In a court filing on Friday, Fulton County District Attorney Fani Willis acknowledged her connection with a lawyer she had chosen to handle the prosecution of former President Donald Trump. However, she firmly refuted any claims that this relationship had any influence on the case.
Up until that point, Willis had neither confirmed nor denied the existence of the affair, nor had she addressed the potential impact it may have had on the proceedings.
Should Willis decide to step down or recuse herself from the case, it could potentially bring an end to the county’s prosecution of Trump or even lead to a delay in the proceedings until after the presidential election. Republicans have accused Willis of meddling in the election process.
Willis and Nathan Wade, the top prosecutor, have been accused of corruption by Trump for:
– Maintaining an improper romantic relationship
– Enriching themselves through the taxpayer-funded prosecution
– Meeting with Biden administration officials before indicting Trump and codefendants
Willis contended that the accusations lack substance and are scandalous, and urged the judge to dismiss the motion filed by Trump and his codefendants, which would effectively undermine her lawsuit. Willis’s filing states:
“District Attorney Willis has no financial conflict of interest that constitutes a legal basis for disqualification;”
“District Attorney Willis has no personal conflict of interest that justifies her disqualification personally or that of the Fulton County District Attorney’s Office;”
“The attacks on Special Prosecutor Wade’s qualifications are factually inaccurate, unsupported, and malicious, in addition to providing no basis whatsoever to dismiss the indictment or disqualify Special Prosecutor Wade;”
“Criticism of the process utilized to appoint and compensate the special prosecutors in this case demonstrates basic misunderstandings of rudimentary county and state regulations, and provides no legal basis for dismissal of the indictment or disqualification of any member of the prosecution.”
In January, the Georgia judge mandated that Willis must provide a written “response” to the corruption allegations by February 2. Consequently, Willis will be compelled to address the accusations on live television on February 15.
The Washington Post reported:
“Ashleigh Merchant, Roman’s attorney, has said she plans to issue subpoenas for witnesses and documents to back up her client’s claims of misconduct. Merchant said in a lawsuit this week that she has subpoenaed Willis and Wade to testify, and she is expected to seek testimony from Wade’s current and former law partners and others associated with the district attorney’s office.
“Until now, neither Willis nor Wade had directly addressed or denied the allegations. Bank records made public as part of Wade’s divorce proceedings showed Wade purchased plane tickets for himself and Willis on two occasions — a trip to Aruba purchased in October 2022 on American Airlines, and a second trip purchased in April 2023 to San Francisco on Delta Air Lines.
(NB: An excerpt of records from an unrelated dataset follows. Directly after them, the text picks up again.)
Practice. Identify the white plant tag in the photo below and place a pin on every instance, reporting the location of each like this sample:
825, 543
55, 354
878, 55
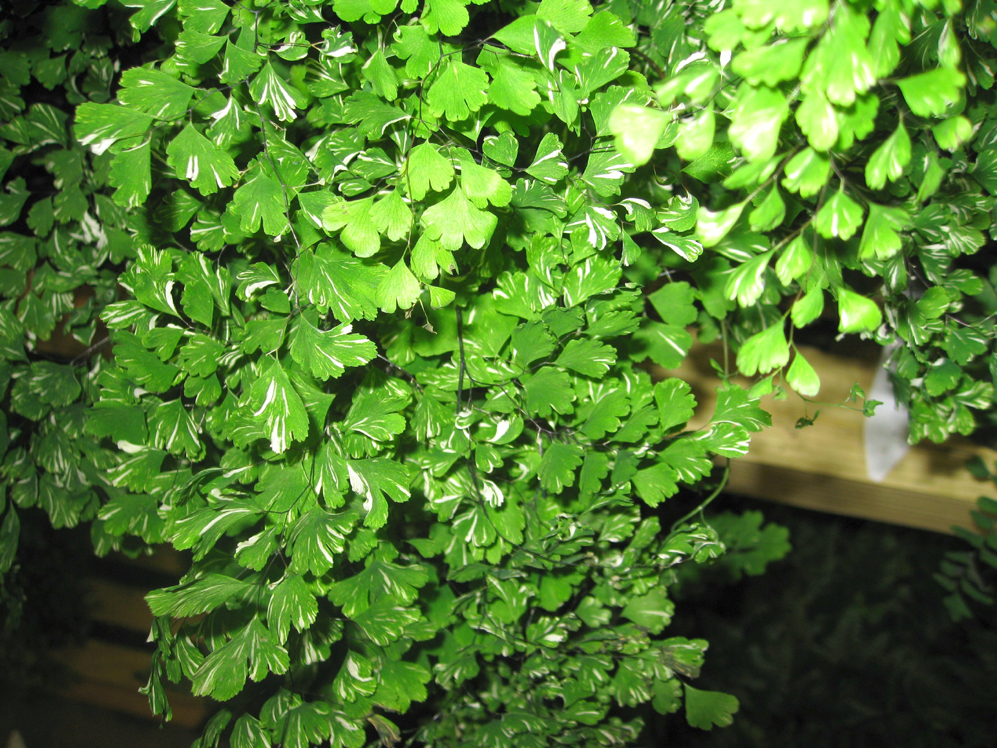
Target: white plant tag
885, 433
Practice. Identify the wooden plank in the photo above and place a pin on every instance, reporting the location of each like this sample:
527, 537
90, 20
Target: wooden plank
119, 605
165, 560
109, 676
823, 466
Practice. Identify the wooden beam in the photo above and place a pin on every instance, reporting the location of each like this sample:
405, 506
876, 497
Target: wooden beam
823, 466
109, 676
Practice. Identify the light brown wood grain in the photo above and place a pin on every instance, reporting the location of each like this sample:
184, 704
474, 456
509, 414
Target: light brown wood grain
109, 676
823, 466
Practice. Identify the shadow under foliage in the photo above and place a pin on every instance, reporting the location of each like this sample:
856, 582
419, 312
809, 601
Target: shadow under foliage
845, 642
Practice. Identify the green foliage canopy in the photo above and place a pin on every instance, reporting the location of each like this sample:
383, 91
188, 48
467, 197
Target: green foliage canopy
382, 284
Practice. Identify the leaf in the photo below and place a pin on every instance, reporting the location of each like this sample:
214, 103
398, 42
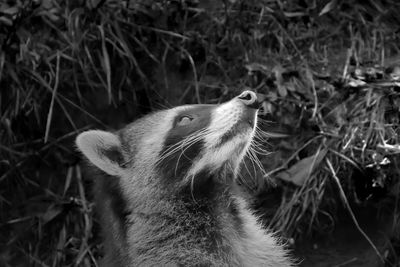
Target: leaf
51, 212
302, 170
328, 7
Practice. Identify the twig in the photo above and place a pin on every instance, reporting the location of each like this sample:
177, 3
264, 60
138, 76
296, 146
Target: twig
346, 262
346, 202
196, 82
50, 114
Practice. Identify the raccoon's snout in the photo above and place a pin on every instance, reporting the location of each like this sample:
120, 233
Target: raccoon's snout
249, 98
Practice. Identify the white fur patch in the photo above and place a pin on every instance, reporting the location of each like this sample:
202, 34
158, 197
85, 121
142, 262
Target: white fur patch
224, 117
94, 143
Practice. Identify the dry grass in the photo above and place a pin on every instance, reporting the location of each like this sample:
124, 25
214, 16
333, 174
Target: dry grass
70, 65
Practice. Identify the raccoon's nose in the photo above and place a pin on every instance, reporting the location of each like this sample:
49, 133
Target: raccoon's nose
249, 98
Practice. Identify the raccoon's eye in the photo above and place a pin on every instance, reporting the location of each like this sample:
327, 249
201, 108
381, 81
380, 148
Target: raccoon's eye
184, 120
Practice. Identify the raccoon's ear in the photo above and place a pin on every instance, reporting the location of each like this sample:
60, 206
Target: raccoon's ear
102, 149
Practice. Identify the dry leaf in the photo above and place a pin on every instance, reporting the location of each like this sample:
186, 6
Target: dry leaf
302, 170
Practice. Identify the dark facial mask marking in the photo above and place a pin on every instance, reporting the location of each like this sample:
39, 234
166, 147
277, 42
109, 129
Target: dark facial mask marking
177, 164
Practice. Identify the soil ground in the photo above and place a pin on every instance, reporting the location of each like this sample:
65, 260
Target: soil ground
346, 246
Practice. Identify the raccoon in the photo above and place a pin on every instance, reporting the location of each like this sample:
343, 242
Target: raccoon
166, 189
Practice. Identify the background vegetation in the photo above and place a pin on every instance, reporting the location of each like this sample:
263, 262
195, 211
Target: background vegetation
329, 70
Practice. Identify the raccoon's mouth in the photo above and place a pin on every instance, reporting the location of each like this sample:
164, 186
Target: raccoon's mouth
245, 125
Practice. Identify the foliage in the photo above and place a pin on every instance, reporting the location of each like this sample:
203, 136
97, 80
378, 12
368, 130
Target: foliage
329, 71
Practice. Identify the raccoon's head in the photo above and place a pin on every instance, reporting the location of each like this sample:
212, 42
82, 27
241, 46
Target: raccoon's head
178, 145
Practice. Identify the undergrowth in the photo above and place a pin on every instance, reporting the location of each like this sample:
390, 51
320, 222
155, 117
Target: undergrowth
329, 71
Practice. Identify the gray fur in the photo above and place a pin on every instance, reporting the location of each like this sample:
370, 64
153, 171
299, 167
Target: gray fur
151, 223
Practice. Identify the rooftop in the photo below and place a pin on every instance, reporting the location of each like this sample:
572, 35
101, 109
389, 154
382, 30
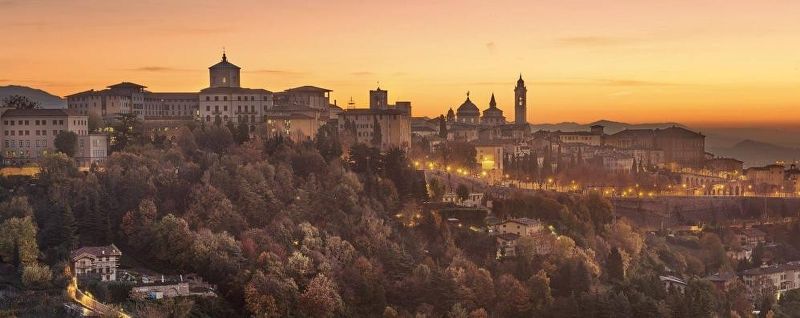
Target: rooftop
39, 112
96, 251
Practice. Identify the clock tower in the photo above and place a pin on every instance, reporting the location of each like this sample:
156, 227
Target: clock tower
520, 102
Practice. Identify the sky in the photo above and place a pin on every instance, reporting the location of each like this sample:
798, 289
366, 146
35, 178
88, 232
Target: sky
697, 62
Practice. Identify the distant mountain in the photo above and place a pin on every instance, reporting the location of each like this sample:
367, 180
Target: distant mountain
45, 99
611, 127
757, 153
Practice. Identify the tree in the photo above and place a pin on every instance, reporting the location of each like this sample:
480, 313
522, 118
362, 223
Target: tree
19, 102
462, 192
321, 298
242, 132
18, 241
67, 143
615, 266
377, 135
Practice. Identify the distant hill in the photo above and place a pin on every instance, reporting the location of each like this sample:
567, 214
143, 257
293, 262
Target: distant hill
45, 99
757, 153
611, 127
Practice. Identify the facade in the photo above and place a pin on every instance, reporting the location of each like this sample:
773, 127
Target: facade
776, 278
766, 179
493, 116
226, 101
580, 137
100, 261
681, 147
395, 126
92, 148
468, 113
521, 103
30, 133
It is unclear if Willis reimbursed Wade for the tickets or went on the trips. A spokesman for Willis has declined to comment. Wade has not responded to requests for comment, and his divorce attorney has declined to comment.
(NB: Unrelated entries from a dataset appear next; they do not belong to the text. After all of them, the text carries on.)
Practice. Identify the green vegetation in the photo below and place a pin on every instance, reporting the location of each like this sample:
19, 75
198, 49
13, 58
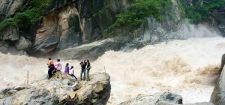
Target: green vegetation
199, 10
137, 11
29, 16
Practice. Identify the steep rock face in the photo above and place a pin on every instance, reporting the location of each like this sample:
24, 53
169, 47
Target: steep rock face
218, 18
9, 7
218, 95
70, 23
60, 91
60, 29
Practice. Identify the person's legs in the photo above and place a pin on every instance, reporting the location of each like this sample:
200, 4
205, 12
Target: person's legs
49, 73
81, 74
84, 71
88, 75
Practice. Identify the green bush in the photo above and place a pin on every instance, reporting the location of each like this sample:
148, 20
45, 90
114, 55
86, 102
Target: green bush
200, 11
137, 11
29, 16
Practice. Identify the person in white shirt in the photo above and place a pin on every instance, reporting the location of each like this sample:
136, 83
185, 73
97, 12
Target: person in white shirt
58, 68
58, 65
71, 72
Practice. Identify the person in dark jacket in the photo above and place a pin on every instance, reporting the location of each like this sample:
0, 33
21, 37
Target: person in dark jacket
67, 68
88, 67
83, 66
51, 70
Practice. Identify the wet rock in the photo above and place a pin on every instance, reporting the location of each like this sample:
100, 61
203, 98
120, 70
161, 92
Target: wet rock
9, 7
60, 91
218, 95
11, 34
23, 44
165, 98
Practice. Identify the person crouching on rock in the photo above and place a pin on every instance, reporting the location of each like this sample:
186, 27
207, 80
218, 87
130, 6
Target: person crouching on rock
88, 67
58, 68
71, 72
67, 68
51, 70
83, 66
50, 61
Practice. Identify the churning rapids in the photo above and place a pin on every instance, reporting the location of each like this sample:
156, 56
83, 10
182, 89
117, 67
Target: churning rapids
187, 67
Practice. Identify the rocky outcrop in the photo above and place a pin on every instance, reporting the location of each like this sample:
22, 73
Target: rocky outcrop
218, 19
10, 34
165, 98
23, 44
60, 91
218, 95
156, 99
9, 7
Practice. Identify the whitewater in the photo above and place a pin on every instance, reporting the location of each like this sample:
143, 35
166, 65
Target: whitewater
186, 67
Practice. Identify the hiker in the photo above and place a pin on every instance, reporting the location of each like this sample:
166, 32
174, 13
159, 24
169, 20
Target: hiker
50, 61
50, 70
67, 68
83, 66
58, 68
71, 72
88, 67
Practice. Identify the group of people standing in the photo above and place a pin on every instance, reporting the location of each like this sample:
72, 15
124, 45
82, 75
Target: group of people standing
55, 68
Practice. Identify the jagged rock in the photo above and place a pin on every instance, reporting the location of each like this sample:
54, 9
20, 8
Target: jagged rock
9, 7
23, 44
11, 34
218, 95
165, 98
60, 91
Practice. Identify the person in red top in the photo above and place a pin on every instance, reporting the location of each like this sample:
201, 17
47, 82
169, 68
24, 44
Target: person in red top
51, 68
50, 62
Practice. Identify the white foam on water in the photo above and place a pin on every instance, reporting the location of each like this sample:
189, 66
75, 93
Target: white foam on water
187, 67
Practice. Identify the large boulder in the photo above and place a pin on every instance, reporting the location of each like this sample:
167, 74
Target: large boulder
11, 34
9, 7
165, 98
23, 44
60, 91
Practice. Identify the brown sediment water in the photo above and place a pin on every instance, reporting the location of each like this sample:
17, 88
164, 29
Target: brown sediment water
187, 67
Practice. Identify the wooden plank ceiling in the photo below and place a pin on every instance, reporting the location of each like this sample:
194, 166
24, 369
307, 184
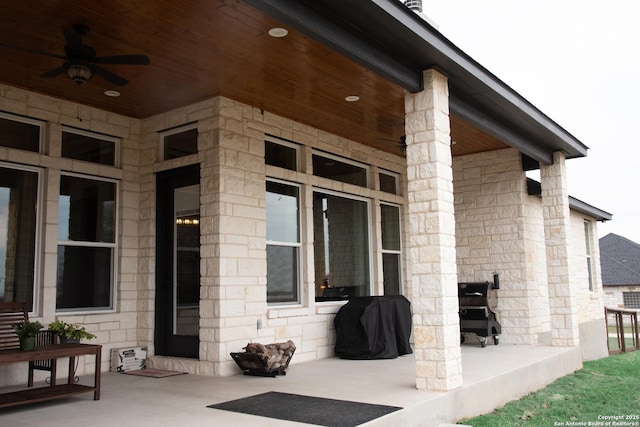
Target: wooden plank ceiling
204, 48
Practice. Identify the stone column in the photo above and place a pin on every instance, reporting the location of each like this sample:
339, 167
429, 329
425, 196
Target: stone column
432, 243
557, 229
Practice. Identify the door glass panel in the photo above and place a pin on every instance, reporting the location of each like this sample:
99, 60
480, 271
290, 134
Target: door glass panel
186, 280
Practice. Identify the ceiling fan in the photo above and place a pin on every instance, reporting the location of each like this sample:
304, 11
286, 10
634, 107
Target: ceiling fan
81, 61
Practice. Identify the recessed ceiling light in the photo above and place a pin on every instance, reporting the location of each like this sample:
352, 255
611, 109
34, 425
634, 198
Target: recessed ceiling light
278, 32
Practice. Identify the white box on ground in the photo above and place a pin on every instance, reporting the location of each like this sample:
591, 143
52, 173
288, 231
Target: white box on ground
128, 359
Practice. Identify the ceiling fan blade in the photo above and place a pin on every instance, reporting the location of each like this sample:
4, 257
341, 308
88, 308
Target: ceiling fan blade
38, 52
122, 59
55, 72
110, 77
74, 40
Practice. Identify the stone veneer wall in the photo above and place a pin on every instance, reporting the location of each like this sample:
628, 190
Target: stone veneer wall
118, 327
233, 175
499, 229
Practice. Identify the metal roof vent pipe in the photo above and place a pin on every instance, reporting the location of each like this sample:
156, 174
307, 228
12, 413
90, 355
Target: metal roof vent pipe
415, 5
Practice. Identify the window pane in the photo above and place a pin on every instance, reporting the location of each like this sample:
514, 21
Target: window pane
388, 183
282, 274
341, 244
340, 171
84, 277
86, 210
18, 219
20, 135
280, 155
391, 273
390, 227
180, 144
89, 149
282, 213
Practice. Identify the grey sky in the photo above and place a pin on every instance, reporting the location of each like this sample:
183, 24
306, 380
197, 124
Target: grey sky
578, 62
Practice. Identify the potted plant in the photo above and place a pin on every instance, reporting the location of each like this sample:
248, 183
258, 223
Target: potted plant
27, 331
70, 333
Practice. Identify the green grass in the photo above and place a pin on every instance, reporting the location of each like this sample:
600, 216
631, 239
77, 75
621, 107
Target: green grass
609, 386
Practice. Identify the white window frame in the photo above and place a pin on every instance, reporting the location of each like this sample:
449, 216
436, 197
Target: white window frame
395, 175
114, 139
366, 167
288, 144
39, 222
391, 251
27, 120
370, 231
168, 132
291, 244
114, 246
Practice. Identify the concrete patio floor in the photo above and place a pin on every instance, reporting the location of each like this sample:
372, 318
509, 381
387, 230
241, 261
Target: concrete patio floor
492, 376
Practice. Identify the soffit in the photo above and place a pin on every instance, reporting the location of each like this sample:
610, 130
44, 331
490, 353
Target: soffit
201, 49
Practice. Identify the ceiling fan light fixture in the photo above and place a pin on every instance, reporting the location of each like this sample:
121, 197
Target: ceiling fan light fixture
79, 73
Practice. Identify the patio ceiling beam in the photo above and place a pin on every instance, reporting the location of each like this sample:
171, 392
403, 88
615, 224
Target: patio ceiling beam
486, 123
309, 21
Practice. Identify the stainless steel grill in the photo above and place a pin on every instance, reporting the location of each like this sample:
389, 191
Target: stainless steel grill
478, 303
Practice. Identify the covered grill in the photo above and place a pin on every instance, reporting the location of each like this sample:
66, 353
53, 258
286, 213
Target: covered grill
478, 303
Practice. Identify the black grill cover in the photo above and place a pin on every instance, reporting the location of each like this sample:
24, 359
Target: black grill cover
373, 328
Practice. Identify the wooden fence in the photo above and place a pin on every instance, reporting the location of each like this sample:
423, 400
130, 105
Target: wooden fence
626, 324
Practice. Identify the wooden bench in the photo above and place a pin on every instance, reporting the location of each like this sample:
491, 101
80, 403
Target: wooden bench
44, 356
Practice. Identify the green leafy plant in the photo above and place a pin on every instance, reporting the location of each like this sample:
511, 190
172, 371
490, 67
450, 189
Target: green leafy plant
27, 329
70, 331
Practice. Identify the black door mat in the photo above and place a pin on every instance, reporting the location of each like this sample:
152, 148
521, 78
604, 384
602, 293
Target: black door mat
307, 409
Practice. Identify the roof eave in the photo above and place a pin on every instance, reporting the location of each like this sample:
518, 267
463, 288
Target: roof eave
476, 94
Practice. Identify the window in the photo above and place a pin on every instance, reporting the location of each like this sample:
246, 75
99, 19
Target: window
18, 233
341, 246
388, 182
280, 153
81, 145
283, 243
86, 243
20, 132
631, 299
179, 142
391, 249
587, 239
339, 169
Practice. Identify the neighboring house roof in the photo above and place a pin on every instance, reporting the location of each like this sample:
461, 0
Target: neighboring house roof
619, 261
535, 189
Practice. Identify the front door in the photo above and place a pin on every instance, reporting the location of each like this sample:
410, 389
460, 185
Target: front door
178, 262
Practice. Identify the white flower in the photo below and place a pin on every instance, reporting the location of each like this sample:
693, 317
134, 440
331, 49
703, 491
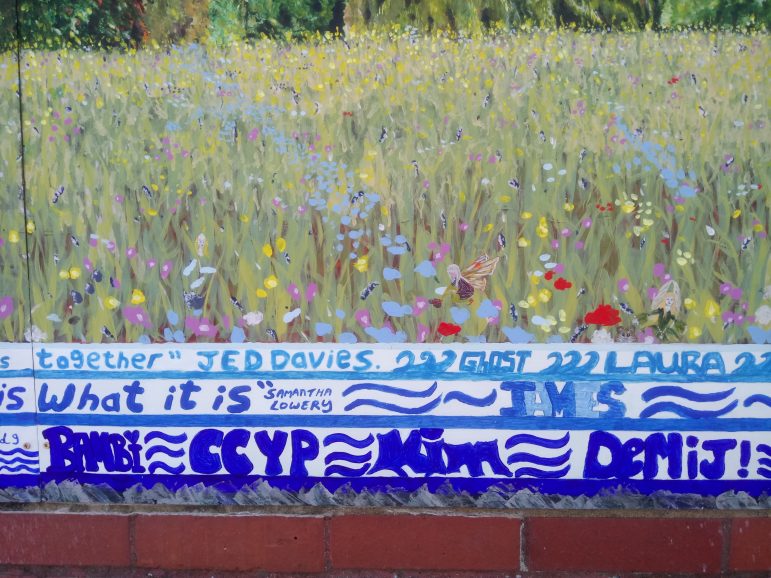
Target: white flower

“Merchant has told The Washington Post the claims against Willis and Wade were based on sources that she did not name as well as records she said had been disclosed as part of Wade’s divorce proceedings but were under seal. While some documents from the divorce were subsequently made public, discovery materials were not, including Wade’s bank statements and subpoenaed records from the district attorney’s office.”
In addition to Roman’s actions, there are ongoing efforts to investigate Willis’s behavior. On January 26, the Georgia State Senate approved the initiation of an investigation with the power of a subpoena. Although this probe does not have the authority to remove her from office, the hearings could potentially bring embarrassment to her.
On January 12, 2024, House Judiciary Committee Chair Jim Jordan (R-OH) initiated an investigation into Willis. The investigation focuses on her acceptance of over $14.6 million in grant funds from the Department of Justice (DOJ) between 2020 and 2023. The timeline of the funding suggests that the DOJ provided federal funds to support the prosecution of Trump. When Jordan requested documents from Willis, she refused to comply, leading the Ohio congressman to issue a subpoena against her on Friday.
On Monday, members of the Georgia House passed a bill to establish a committee aimed at removing Willis from office. Governor Brian Kemp (R) supports this approach, as he opposed the launch of a criminal investigation into Willis. Kemp dismissed the complaint made by Rep. Marjorie Taylor Greene (R-GA), which sought the dismissal of charges against Trump.